You have been both a contributor at our Anges Varda & Jonas Mekas screening (via Cocktails & Cinema) but also an attendee, can you talk about your experience with Austin School of Film’s PLAY AT HOME program?  

I'm really happy and thankful to be able to be involved with the Austin School of Film again. Not only was I able to have a creative outlet by doing so, but also it gave me the opportunity to connect with other artists and filmmakers that are like minded. The reality is that we are all going through really difficult times globally and this is a perfect example of the positive things that can come out of this, for instance in many of the events / talks I attended through the PLAY AT HOME program there where people all over the country and the world, during the beginning of the pandemic I was quarantining in Mexico for two months and I was still able to be part of it and see a lot of my friends and feel less hopeless. 

Has it been beneficial to you as an artist and educator?  I'm honestly so incredibly impressed with the programming that the Austin School of Film and Faiza have been creating all through these unfortunate times, for me it was really good to see how people were using these platforms for creative outlets and to continue to teach. I 100% took note of the way that the events were being created / taught and used it for teaching the youth this summer during Braddock Youth Project's summer classes, and I'm very thankful that I had a notion of how things worked before I dove into a full summer of teaching teenagers art remotely.
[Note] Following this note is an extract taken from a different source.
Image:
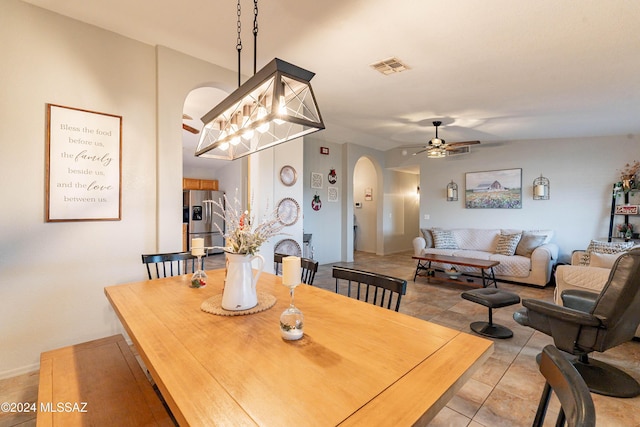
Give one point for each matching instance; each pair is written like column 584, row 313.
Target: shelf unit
column 630, row 199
If you’re new to Mexican horror, what’s one feature film you recommend people checking out?

Alucarda 1977 by Juan López Moctezuma. I'm really big into possession horror and religious horror, which is why to me this movies makes it one of the most quintessential Mexican horror movies, since we are a culturally catholic country which was mixed into indigenous rituals through colonization and enslavement, all these aspects make the imaginary you are subjected to from a young age be incredibly gruesomeness and violent and really normalized. Alucarda takes all those aspects of catholicism and the fear of Satan and the devil to make such an amazing movie, the blood color is really vibrant and it has that 70's horror vibe which is so classic.

Anything else you would like to share?  Just that I'm excited to share with y'all the 3 shorts I carefully curated for the event on the 23rd! And thank you Faiza for inviting me to be part of this.